Cette fois, la disposition malhérienne suggéra à Nagano des contrebasses sur la gauche, les premiers violons les jouxtant, ensuite les violoncelles au choeur du quatuor et un mélange de seconds violons et d’altistes sur la droite. Percussions et cors complétaient l’arc-en-ciel sonore sur la gauche, les bois au centre (4 flutes, 4 hautbois de même pour les clarinettes et bassons avec un contrebasson) ultimement, en fin d’arc sur la droite les importantes quatre trompettes (avec Paul Merkelo en soliste bien entendu) et autres cuivres (4 trombones, tuba).
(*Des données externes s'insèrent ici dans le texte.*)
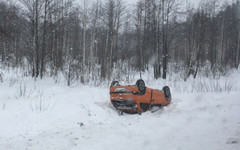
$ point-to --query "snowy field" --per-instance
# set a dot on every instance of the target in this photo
(45, 115)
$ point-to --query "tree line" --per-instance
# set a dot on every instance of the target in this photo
(88, 41)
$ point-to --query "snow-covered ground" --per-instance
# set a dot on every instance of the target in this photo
(45, 115)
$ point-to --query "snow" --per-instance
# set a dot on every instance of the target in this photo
(43, 114)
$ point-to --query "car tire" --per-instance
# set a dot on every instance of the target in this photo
(114, 83)
(167, 92)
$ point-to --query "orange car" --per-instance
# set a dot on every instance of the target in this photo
(137, 98)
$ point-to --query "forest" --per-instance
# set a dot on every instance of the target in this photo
(103, 40)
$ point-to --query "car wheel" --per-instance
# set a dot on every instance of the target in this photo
(115, 83)
(141, 86)
(167, 92)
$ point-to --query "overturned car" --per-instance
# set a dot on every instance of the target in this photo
(138, 98)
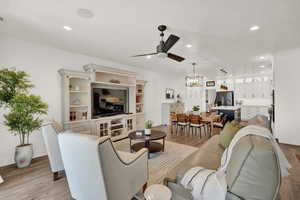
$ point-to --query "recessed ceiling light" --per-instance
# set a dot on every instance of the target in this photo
(67, 28)
(254, 28)
(85, 13)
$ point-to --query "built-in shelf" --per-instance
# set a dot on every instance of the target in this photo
(78, 106)
(78, 91)
(76, 121)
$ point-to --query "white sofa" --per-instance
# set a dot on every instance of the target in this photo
(95, 170)
(50, 135)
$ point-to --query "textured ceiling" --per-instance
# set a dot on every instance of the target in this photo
(218, 30)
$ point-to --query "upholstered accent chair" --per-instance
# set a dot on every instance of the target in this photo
(50, 133)
(196, 123)
(182, 122)
(220, 123)
(95, 170)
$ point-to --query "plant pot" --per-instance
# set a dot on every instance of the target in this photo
(147, 131)
(23, 155)
(196, 112)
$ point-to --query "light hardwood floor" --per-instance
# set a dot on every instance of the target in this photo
(35, 182)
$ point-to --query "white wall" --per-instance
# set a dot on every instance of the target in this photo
(42, 63)
(287, 96)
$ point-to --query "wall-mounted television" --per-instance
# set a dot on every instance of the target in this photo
(109, 101)
(225, 98)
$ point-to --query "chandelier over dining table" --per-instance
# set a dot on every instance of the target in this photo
(195, 80)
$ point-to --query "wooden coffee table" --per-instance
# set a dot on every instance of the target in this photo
(147, 141)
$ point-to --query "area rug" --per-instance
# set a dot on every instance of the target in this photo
(161, 163)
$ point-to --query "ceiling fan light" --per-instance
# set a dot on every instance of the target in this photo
(162, 55)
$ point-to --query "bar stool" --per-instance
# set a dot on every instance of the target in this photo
(196, 123)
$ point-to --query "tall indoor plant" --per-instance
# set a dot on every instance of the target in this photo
(23, 111)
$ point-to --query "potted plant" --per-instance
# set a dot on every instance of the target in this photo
(148, 126)
(23, 111)
(196, 110)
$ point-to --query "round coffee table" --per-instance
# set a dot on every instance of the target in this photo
(147, 141)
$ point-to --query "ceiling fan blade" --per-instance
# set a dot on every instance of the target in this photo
(175, 57)
(172, 39)
(148, 54)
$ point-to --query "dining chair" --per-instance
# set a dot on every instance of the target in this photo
(182, 122)
(196, 123)
(173, 118)
(220, 123)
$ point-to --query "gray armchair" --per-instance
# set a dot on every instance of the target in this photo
(95, 170)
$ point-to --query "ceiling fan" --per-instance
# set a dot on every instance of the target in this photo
(164, 46)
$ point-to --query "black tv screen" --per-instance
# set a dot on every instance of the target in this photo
(225, 98)
(109, 101)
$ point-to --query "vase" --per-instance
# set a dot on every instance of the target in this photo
(196, 112)
(147, 131)
(23, 155)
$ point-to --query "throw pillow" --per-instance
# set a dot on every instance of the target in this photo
(228, 132)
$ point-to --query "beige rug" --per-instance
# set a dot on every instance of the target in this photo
(161, 163)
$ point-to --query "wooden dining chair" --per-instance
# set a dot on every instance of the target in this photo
(196, 123)
(220, 123)
(173, 119)
(182, 122)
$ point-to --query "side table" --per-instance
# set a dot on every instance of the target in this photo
(158, 192)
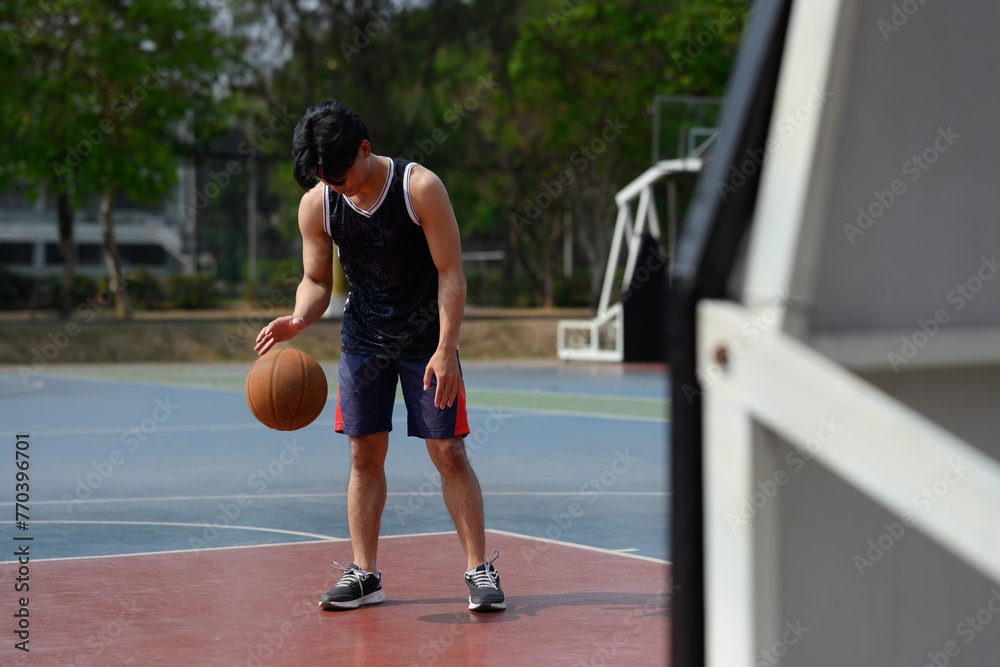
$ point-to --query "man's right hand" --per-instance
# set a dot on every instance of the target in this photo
(278, 331)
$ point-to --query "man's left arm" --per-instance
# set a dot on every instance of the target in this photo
(437, 218)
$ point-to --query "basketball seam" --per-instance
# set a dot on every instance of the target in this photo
(274, 399)
(302, 392)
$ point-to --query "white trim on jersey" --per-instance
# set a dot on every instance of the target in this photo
(406, 193)
(381, 197)
(326, 210)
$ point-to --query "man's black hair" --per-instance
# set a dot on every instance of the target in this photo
(329, 135)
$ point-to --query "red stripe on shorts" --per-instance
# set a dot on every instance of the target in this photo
(338, 421)
(462, 417)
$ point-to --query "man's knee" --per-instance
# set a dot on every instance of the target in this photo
(449, 456)
(368, 452)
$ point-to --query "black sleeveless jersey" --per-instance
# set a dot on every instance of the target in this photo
(392, 303)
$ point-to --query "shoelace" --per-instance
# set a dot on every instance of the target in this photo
(489, 576)
(347, 579)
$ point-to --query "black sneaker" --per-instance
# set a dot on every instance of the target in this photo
(484, 587)
(356, 588)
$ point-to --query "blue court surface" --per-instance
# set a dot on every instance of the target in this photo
(147, 459)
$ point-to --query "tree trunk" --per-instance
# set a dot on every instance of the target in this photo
(117, 284)
(67, 251)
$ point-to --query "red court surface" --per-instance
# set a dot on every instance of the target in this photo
(566, 605)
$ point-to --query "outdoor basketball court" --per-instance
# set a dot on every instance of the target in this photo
(167, 525)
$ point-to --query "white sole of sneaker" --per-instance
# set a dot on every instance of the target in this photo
(500, 606)
(371, 598)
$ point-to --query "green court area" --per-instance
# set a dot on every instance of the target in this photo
(232, 377)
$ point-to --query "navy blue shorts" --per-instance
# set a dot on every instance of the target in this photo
(367, 392)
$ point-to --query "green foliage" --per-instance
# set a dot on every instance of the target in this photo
(192, 291)
(280, 275)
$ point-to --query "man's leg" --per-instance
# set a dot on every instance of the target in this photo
(462, 496)
(366, 493)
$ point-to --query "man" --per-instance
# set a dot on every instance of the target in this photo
(399, 246)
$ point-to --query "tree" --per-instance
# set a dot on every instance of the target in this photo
(583, 75)
(96, 94)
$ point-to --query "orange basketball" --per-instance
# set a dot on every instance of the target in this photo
(286, 389)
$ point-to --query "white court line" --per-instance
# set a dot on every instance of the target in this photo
(209, 387)
(192, 525)
(324, 539)
(578, 546)
(248, 426)
(280, 496)
(23, 388)
(238, 546)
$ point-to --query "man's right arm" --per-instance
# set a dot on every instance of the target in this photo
(313, 294)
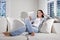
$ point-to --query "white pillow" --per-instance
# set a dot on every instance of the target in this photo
(3, 24)
(46, 27)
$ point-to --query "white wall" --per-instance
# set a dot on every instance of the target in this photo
(15, 7)
(43, 5)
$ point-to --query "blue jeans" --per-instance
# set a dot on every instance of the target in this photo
(28, 27)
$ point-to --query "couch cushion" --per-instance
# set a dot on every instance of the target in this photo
(20, 37)
(46, 27)
(44, 36)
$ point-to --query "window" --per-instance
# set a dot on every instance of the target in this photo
(58, 8)
(2, 8)
(51, 9)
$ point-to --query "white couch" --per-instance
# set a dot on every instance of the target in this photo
(24, 36)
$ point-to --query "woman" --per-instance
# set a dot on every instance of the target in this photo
(31, 27)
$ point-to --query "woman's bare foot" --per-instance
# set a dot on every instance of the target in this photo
(32, 34)
(6, 33)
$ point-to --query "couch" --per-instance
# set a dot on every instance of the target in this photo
(4, 22)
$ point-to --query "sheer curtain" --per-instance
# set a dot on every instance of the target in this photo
(2, 8)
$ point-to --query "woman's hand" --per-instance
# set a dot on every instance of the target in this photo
(30, 18)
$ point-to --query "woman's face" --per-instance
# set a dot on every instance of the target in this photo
(39, 14)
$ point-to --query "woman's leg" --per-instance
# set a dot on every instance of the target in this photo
(29, 26)
(18, 31)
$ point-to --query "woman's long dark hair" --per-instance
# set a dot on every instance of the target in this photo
(41, 12)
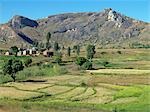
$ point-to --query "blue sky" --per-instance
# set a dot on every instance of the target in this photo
(34, 9)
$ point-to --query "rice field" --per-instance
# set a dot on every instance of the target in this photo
(100, 90)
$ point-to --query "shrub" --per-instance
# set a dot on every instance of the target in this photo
(28, 62)
(105, 63)
(58, 58)
(87, 65)
(119, 52)
(80, 60)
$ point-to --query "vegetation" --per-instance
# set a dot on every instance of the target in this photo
(90, 51)
(69, 51)
(48, 37)
(80, 61)
(14, 50)
(65, 88)
(56, 46)
(87, 65)
(28, 62)
(58, 57)
(12, 67)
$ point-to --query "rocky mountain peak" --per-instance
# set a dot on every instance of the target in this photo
(18, 22)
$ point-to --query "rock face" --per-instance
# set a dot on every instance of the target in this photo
(18, 22)
(102, 28)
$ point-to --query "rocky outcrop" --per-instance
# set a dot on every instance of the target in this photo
(18, 22)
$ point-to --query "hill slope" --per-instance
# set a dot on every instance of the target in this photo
(107, 28)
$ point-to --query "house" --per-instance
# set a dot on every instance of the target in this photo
(48, 53)
(25, 52)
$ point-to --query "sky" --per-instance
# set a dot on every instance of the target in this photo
(36, 9)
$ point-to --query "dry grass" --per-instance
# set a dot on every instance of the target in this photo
(119, 79)
(56, 89)
(120, 71)
(124, 100)
(28, 85)
(85, 95)
(72, 93)
(9, 92)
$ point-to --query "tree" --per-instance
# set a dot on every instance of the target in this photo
(28, 62)
(58, 58)
(69, 51)
(90, 51)
(48, 45)
(13, 66)
(35, 43)
(56, 46)
(48, 37)
(78, 50)
(14, 50)
(80, 60)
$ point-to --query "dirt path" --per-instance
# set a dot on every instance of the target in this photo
(120, 71)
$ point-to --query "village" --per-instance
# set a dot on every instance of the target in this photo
(31, 52)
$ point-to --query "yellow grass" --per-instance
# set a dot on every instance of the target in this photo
(28, 85)
(56, 89)
(72, 93)
(125, 100)
(85, 95)
(10, 92)
(102, 95)
(120, 71)
(111, 86)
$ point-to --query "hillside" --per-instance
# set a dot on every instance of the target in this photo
(105, 29)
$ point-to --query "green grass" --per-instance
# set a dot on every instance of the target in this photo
(129, 92)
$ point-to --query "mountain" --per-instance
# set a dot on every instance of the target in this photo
(105, 29)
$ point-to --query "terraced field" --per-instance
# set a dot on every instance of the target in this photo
(114, 88)
(69, 90)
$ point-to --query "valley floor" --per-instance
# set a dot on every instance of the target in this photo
(106, 89)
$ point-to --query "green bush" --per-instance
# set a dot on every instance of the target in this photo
(27, 62)
(80, 61)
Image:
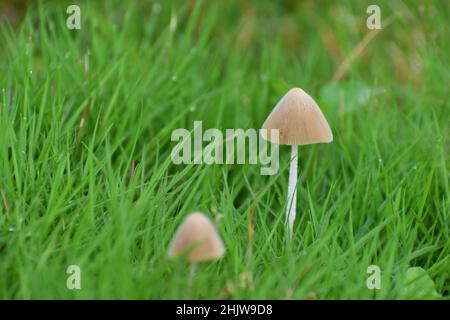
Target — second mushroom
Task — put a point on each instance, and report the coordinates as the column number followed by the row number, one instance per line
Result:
column 299, row 121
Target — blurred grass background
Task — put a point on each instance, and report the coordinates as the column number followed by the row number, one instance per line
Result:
column 85, row 127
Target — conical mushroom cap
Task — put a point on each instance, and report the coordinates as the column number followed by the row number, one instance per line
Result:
column 198, row 237
column 298, row 119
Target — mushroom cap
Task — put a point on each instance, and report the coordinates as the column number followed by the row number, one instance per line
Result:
column 198, row 237
column 298, row 119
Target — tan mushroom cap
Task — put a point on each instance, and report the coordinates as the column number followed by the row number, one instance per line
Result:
column 298, row 119
column 198, row 237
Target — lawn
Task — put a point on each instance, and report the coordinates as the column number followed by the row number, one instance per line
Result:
column 86, row 176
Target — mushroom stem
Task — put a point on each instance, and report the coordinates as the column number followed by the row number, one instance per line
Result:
column 193, row 268
column 292, row 190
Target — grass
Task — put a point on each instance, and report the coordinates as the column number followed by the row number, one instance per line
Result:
column 79, row 109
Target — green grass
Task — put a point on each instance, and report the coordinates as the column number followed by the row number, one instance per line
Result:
column 379, row 194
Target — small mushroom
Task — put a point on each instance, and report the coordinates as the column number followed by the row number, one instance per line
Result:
column 198, row 239
column 300, row 122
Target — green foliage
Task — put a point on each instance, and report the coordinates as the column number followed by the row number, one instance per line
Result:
column 80, row 108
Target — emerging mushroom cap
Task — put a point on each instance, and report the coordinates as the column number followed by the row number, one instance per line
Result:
column 197, row 237
column 298, row 119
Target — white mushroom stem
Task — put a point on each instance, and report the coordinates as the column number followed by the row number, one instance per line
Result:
column 292, row 190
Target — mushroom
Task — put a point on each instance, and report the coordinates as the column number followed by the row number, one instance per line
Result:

On croit généralement que les spectateurs auditeurs au parterre sont mieux servis que les gens des corbeilles, mezzanine ou balcons mais c’est une erreur prétentieuse.
Étonnez-vous d’apprendre qu’à la Maison Symphonique, si on entend parfaitement de partout, c’est de ces trois balcons qu’on est le mieux servi sur les plans visuels et sonore. Mieux encore, la mobilité possible et surtout la vastitude de l’éventail spectaculaire de la scène se perçoit le mieux du monde au tout dernier balcon si l’on peut endurer les chuchotements estudiantins qui y ont hélas souvent court, noblesse d’éduquer la jeunesse à se tenir concentrée contraignant les vieux abonnés à les tancer du regard…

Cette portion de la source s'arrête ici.